= Microtremor =

Microtremor is a low amplitude (in the order of micrometres) ambient vibration of the ground caused by man-made or atmospheric disturbances. The term Ambient Vibrations is now preferred to talk about this phenomenon. Observation of microtremors can give useful information on dynamic properties of the site such as predominant period and amplitude. Microtremor observations are easy to perform, inexpensive and can be applied to places with low seismicity as well, hence, microtremor measurements can be used conveniently for seismic microzonation. More detailed information on the shear wave velocity profile of the site can be obtained from microtremor array observation.

== History ==
After the pioneering work by Kannai and Tanaka, many researchers have investigated the applicability and reliability of the microtremor method. The major drawback of the method proposed by Kannai and Tanaka was that they considered the Fourier spectra of observed horizontal motions to reflect the transfer function of the surface. It has now been established that the horizontal microtremor spectra often show the characteristics of the source rather than the transfer function of a site.

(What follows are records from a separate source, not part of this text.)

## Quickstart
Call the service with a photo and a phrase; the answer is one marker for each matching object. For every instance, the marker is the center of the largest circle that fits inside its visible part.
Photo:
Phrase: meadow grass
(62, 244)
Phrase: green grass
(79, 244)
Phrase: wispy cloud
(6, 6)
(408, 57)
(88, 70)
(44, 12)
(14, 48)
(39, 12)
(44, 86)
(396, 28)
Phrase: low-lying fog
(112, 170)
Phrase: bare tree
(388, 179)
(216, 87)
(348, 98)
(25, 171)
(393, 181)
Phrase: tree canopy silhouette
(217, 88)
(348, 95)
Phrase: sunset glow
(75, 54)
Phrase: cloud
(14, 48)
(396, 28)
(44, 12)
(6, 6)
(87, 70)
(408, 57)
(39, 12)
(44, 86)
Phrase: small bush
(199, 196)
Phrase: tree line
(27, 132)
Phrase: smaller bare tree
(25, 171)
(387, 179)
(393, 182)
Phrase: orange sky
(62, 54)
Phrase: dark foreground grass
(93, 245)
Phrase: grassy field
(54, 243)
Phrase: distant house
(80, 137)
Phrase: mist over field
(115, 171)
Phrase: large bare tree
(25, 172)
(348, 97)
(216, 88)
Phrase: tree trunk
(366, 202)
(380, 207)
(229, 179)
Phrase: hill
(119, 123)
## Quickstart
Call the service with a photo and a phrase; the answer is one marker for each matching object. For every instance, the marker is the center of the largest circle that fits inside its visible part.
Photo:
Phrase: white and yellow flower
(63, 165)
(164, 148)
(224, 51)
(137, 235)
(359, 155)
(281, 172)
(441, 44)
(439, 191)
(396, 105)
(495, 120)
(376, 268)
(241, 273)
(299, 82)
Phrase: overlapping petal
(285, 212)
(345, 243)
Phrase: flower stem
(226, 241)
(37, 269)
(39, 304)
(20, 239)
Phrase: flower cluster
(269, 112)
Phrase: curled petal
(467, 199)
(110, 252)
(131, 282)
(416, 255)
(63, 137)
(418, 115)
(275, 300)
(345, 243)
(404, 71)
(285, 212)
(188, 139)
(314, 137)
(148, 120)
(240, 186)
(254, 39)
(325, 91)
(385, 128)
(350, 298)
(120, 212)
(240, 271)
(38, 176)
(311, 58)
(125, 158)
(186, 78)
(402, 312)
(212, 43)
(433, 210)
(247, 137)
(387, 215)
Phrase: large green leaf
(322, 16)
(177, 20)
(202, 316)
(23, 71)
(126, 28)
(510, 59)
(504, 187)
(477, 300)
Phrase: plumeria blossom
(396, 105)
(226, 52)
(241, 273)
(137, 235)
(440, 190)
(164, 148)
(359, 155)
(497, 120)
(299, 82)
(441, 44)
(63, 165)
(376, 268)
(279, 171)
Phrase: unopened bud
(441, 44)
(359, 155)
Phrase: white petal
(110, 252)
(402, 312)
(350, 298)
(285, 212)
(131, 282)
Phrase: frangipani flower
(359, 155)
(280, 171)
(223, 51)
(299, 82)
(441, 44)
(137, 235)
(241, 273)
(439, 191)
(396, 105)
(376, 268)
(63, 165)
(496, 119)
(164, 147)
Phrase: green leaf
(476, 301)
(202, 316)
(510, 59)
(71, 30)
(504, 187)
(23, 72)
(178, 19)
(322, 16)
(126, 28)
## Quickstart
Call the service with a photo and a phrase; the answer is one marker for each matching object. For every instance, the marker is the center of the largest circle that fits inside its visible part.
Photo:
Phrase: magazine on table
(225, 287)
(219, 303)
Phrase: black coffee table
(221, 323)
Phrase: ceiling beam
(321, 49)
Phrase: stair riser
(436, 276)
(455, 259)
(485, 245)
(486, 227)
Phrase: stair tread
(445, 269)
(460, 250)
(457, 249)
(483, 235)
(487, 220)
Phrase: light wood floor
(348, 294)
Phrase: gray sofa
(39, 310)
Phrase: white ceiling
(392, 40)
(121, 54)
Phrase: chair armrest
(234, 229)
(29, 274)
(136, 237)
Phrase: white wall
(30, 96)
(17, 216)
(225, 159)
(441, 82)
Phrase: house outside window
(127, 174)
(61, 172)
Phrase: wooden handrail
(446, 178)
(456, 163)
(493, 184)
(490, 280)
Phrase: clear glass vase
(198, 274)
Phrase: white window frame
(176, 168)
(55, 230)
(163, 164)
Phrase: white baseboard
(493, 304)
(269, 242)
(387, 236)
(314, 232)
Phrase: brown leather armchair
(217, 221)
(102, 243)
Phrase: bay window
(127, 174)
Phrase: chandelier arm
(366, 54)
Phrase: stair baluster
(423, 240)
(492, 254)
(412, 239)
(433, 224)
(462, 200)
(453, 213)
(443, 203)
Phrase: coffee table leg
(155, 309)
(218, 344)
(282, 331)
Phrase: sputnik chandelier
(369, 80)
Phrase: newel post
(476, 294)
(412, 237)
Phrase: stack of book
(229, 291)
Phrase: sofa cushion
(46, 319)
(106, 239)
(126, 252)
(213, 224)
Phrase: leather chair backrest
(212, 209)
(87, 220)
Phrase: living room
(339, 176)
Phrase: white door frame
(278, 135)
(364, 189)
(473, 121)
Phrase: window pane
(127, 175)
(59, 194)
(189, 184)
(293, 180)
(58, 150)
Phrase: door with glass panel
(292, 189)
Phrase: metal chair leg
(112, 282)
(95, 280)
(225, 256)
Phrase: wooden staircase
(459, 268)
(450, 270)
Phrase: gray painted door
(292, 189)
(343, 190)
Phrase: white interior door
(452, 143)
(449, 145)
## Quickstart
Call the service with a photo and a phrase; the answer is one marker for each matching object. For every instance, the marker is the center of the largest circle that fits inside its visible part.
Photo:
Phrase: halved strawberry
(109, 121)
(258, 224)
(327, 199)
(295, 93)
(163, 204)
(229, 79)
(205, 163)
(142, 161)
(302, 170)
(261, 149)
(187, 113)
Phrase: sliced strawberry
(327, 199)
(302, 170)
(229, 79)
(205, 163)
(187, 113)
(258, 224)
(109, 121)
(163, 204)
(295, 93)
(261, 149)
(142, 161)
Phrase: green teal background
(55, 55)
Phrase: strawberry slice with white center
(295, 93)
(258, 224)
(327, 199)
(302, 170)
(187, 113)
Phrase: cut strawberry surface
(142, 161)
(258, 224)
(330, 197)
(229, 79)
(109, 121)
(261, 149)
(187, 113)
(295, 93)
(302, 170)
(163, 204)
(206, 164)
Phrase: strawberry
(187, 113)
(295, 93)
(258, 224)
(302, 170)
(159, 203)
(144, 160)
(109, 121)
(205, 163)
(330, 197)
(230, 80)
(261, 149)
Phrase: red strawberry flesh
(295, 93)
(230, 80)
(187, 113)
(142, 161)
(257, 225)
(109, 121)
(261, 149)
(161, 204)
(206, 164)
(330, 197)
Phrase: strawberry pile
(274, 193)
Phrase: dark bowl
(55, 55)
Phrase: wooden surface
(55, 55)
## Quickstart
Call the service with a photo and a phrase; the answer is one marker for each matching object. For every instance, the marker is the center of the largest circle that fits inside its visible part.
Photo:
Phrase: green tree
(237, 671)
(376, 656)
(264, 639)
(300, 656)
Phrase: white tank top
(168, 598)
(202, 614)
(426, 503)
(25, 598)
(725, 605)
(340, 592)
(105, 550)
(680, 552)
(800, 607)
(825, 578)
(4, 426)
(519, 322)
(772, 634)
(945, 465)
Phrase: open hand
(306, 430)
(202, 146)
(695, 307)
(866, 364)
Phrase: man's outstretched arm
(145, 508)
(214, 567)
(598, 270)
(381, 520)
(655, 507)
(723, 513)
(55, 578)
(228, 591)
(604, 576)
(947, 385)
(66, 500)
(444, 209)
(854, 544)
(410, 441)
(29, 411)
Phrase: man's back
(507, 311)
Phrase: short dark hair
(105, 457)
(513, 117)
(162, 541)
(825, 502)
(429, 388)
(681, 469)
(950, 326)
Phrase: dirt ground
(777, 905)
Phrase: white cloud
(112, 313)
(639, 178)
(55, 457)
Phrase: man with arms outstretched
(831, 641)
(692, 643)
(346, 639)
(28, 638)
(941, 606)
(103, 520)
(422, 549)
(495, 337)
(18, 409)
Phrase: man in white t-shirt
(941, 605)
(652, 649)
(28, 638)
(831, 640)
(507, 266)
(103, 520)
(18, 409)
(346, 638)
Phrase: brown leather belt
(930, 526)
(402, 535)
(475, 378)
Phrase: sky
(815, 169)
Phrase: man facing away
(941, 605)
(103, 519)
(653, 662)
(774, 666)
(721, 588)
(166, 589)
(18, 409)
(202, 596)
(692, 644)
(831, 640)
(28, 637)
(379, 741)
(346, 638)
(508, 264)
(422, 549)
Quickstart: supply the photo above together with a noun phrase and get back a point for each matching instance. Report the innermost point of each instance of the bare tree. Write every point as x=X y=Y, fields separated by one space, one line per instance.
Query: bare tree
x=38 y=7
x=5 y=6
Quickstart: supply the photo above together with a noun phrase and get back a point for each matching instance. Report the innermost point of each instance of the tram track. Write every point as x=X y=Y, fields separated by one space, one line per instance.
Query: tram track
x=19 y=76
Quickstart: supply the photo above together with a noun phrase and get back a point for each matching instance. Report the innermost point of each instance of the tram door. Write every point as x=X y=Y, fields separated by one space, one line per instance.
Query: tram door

Yukta Nakamura in 1989, modified microtremor analysis by proposing a new technique, generally referred to as the H/V method. In this technique, it was shown that the source effect can be minimized by normalizing the horizontal spectral amplitude with the vertical spectral amplitude. Assuming that the shear wave dominates the microtremor, Nakamura indicated that the horizontal-to-vertical (H/V) spectral ratio of microtremors at a site roughly equals the S wave transfer function between the ground surface and bedrock at
a site. This means that the H/V peak period and peak value itself correspond to the natural site period and amplification factor respectively. This method does not require any boreholes and is, hence, more convenient and inexpensive compared to the traditional borehole method. This method is now widely used for microtremor observation although it lacks a clear theoretical background. Lermo and Chavez-Garcia showed the applicability of Nakamura's method of microtremor in site effect prediction. However, it was found true only for the fundamental resonance peak of the transfer function. The results supported the idea that Nakamura's technique effectively compensated for the site effects.

Another technique which known as refraction microtremor is also widely used in earth sciences today.